Type 2 diabetes is a disease characterized by chronic hyperglycaemia secondary to a dual pathogenic mechanism: resistance to the action of insulin combined with a progressive decline in pancreatic insulin secretion. Insulin resistance usually remains throughout the evolution of the disease, but may improve with lifestyle changes (nutritional therapy and exercise), some drugs, and by achieving more favourable anthropometric characteristics. The progressive decline in pancreatic insulin secretion means that taking early and active action is advisable, increasing the dosis and the number of drugs to meet control targets.

Some scientific societies1-6 have drawn up consensus documents with recommendations regarding control targets, the staging of different drugs, and how to adapt both to patient characteristics.
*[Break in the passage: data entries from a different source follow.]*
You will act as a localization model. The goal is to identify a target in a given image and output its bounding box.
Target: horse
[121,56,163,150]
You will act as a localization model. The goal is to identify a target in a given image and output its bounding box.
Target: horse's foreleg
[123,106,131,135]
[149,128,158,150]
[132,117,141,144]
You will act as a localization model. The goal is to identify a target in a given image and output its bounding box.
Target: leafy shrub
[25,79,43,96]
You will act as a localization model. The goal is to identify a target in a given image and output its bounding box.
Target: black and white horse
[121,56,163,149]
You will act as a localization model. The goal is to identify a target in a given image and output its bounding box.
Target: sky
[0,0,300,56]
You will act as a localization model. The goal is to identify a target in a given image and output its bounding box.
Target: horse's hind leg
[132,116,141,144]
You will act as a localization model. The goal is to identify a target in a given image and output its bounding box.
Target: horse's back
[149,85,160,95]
There is both agreement and discrepancies between these documents, caused by the lack of extensive randomized clinical trials which directly compare the different treatment guidelines. For this reason, the board of directors of the Spanish diabetes society (SED) decided to commission our Working Group to produce a document adapted as far as possible to the available evidence and the different recommendations to the situation in Spain, bearing in mind that the final treatment decision will always depend on the doctor, who must personalise treatment in accordance with patient characteristics. The Working Group considered that the document should be dynamic and must be updated regularly in accordance with any new evidence that emerges and the suggestions of members of the SED.

CONTROL TARGETS

Achieving good metabolic control can avoid or delay the onset of microvascular and macrovascular complications, as several long-term follow-up studies have shown both in patients with type 1 (DCCT/EDIC7) and type 2 diabetes (UKPDS8). However, strict glucose control of patients with late-stage diabetes with advanced complications or severe associated pathologies, does not improve cardiovascular prevention (ADVANCE9 and VADT10), and may even increase mortality (ACCORD).11 For that reason, a very strict control is recommended in the early stages of diabetes treatment (glycosylated haemoglobin [HbA1c]<6.5%) provided that the patient is under 70 years old, has no advanced microvascular or macrovascular complications at the time of diagnosis or is suffering from an associated pathology that needs to avoid hypoglycaemia. In these cases, a control target of HbA1c <7.5% is recommended, or the lowest possible level, giving priority to safe treatment, adapted to the patient's situation and compatible with the drugs combined. Generally, after a 10 year course of the disease, monotherapy is usually inadequate and most patients will need combined treatment, often insulin. In these situations, it may be advisable to raise the control target to HbA1c<7.5%, unless the classic target of 7% is feasible, patient safety always coming first.

We must not forget that hyperglycaemia is another risk factor in patients with diabetes and that there are other associated risk factors such as dyslipidaemia, high blood pressure, obesity or tobacco smoking. These will determine, to a great extent, the possible onset of complications and patient survival. For this reason, although not within the scope of this document, we explicitly recommend that these risk factors are kept under control as it is an approach which has proven to be very effective (STENO-212).

THERAPEUTIC INERTIA

After the onset of treatment, or if changes are introduced, it is necessary to assess a series of aspects: metabolic control by the determination of HbA1c and with capillary glucose profiles (when indicated); tolerance to modifications; and the progress of the complications and associated pathologies.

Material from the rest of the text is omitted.